With resource quotas, cluster administrators can restrict the use and creation of resources by namespace. In a namespace, a pod or container can use the maximum CPU and memory resources defined by the resource quota of the namespace. In this case, a pod or container may monopolize all available resources in the namespace. You are advised to configure LimitRange to restrict resource allocation within the namespace. The LimitRange parameter has the following restrictions:

  • Limits the minimum and maximum resource usage of each pod or container in a namespace.

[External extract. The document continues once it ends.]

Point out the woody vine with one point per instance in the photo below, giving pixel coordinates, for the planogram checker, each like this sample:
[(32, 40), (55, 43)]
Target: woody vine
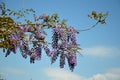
[(30, 37)]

    For example, create the maximum and minimum CPU usage limits for a pod in a namespace as follows:

    cpu-constraints.yaml

    apiVersion: v1
    kind: LimitRange
    metadata:
      name: cpu-min-max-demo-lr
    spec:
      limits:
      - max:
          cpu: "800m"
        min:
          cpu: "200m"
        type: Container
    

    Then, run kubectl -n <namespace> create -f cpu-constraints.yaml to complete the creation. If the default CPU usage is not specified for the container, the platform automatically configures the default CPU usage. That is, the default configuration is automatically added after the container is created.

    ...
    spec:
      limits:
      - default:
          cpu: 800m
        defaultRequest:
          cpu: 800m
        max:
          cpu: 800m
        min:
          cpu: 200m
        type: Container
    
  • Limits the maximum and minimum storage space that each PersistentVolumeClaim can apply for in a namespace.

    storagelimit.yaml

    apiVersion: v1
    kind: LimitRange
    metadata:
      name: storagelimit
    spec:
      limits:
      - type: PersistentVolumeClaim
        max:
          storage: 2Gi
        min:
          storage: 1Gi
    

    Then, run kubectl -n <namespace> create -f storagelimit.yaml to complete the creation.

Configuring Network Isolation in a Cluster

  • Container tunnel network

    If networks need to be isolated between namespaces in a cluster or between workloads in the same namespace, you can configure network policies to isolate the networks.

  • Cloud Native 2.0 network

    In the Cloud Native Network 2.0 model, you can configure security groups to isolate networks between pods. For details, see SecurityGroups.

  • VPC network

    Network isolation is not supported.

Enabling the Webhook Authentication Mode with kubelet

Important

CCE clusters of v1.15.6-r1 or earlier are involved, whereas versions later than v1.15.6-r1 are not.

Upgrade the CCE cluster version to 1.13 or 1.15 and enable the RBAC capability for the cluster. If the version is 1.13 or later, no upgrade is required.

When creating a node, you can enable the kubelet authentication mode by injecting the postinstall file (by setting the kubelet startup parameter --authorization-node=Webhook).

  1. Run the following command to create clusterrolebinding:

    kubectl create clusterrolebinding kube-apiserver-kubelet-admin --clusterrole=system:kubelet-api-admin --user=system:kube-apiserver

  2. For an existing node, log in to the node, change authorization mode in /var/paas/kubernetes/kubelet/kubelet_config.yaml on the node to Webhook, and restart kubelet.

    sed -i s/AlwaysAllow/Webhook/g /var/paas/kubernetes/kubelet/kubelet_config.yaml; systemctl restart kubelet

  3. For a new node, add the following command to the post-installation script to change the kubelet permission mode:

    sed -i s/AlwaysAllow/Webhook/g /var/paas/kubernetes/kubelet/kubelet_config.yaml; systemctl restart kubelet

Uninstalling web-terminal After Use

The web-terminal add-on can be used to manage CCE clusters. Keep the login password secure and uninstall the add-on when it is no longer needed.